“No,” Orin says, quietly but firmly. “It was always hers.”
His words cut deeper than he knows.
Because Branwen was the first. The original. The one who bound us long before Luna ever touched our names.
And now she’s back. Using the very prison she built for us to take the ones we haven’t bound yet.
Caspian. Ambrose.
Gone. Not because she’s stronger. Because she still has access to the threads we’ve spent years trying to sever.
“She built this place like a goddamn key,” I growl, stepping back up to the pillar. “And now she’s opening doors we never knew existed.”
Orin’s fingers trail down the grooves of the stone, his expression unreadable. “The architecture of entrapment. Created by the one meant to free us.”
I glare at him. “She never meant to free us.”

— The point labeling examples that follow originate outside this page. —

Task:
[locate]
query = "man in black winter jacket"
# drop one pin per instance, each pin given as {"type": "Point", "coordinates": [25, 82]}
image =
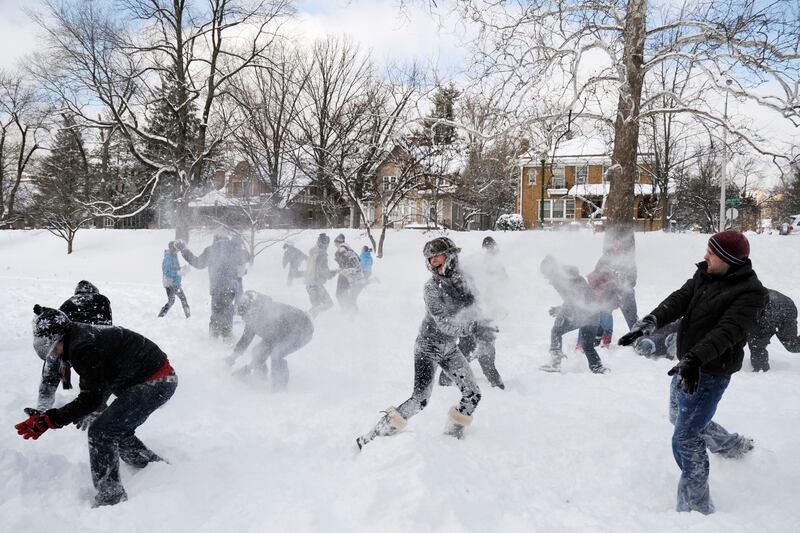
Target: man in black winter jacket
{"type": "Point", "coordinates": [283, 329]}
{"type": "Point", "coordinates": [109, 360]}
{"type": "Point", "coordinates": [87, 306]}
{"type": "Point", "coordinates": [779, 319]}
{"type": "Point", "coordinates": [225, 261]}
{"type": "Point", "coordinates": [450, 315]}
{"type": "Point", "coordinates": [719, 306]}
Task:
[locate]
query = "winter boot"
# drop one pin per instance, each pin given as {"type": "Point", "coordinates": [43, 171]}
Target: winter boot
{"type": "Point", "coordinates": [110, 497]}
{"type": "Point", "coordinates": [555, 361]}
{"type": "Point", "coordinates": [391, 422]}
{"type": "Point", "coordinates": [456, 422]}
{"type": "Point", "coordinates": [444, 380]}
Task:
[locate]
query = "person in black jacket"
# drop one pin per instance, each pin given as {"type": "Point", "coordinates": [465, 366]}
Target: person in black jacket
{"type": "Point", "coordinates": [89, 307]}
{"type": "Point", "coordinates": [779, 319]}
{"type": "Point", "coordinates": [109, 360]}
{"type": "Point", "coordinates": [283, 329]}
{"type": "Point", "coordinates": [450, 315]}
{"type": "Point", "coordinates": [719, 306]}
{"type": "Point", "coordinates": [224, 260]}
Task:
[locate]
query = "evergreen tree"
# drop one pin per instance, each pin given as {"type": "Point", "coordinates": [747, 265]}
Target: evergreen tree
{"type": "Point", "coordinates": [64, 184]}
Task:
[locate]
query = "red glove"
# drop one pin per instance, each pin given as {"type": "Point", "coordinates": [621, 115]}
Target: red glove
{"type": "Point", "coordinates": [34, 426]}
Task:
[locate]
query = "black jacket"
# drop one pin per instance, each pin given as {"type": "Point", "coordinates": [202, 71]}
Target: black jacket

“No,” he agrees. “She meant to own us.”
The glow fades from his crest. The pillar goes quiet again.
But I know better now.
It’s not asleep.
It’s waiting.
“How do we get to her?” I ask, staring at the pillar like it might finally give me something useful. “How do we get them back?”
He moves closer to the pillar, fingers trailing the faint, ancient grooves of its runes like he’s searching for something that isn’t carved in stone but embedded in memory. He doesn’t look at me when he says, “You know the risks if we approach her.”
“I know,” I reply, voice clipped. “But we can’t leave them with her.”
Orin exhales through his nose, slow and heavy, like I’ve just confirmed the thing he didn’t want to be true. “She won’t kill them.”
“That’s not the point.”
“It’s exactly the point,” he says, finally turning to face me. “She doesn’t want to kill them. She wants to use them. And if we walk into whatever web she’s spinning right now, we could give her more than just two Sins. We could give her the whole pantheon.”
I clench my jaw, grinding back the instinct to lash out. He’s not wrong. That’s what pisses me off the most.
“She was always ten steps ahead,” Orin adds quietly.
My stomach knots, and I don’t let myself show it.
Instead, I change the subject.
“Have you thought about where Blackwell went?”
Orin’s brow lifts, amused. “Now that’s a sharp pivot.”
“Answer the question.”
He considers me, then turns back to the pillar. “Why?”
“Do you think he had something to do with this?”
“I think it’s curious,” he says, slow and thoughtful, “that the Academy schoolmaster disappears with the students, during the collapse. We assumed they scattered, fled, maybe died.”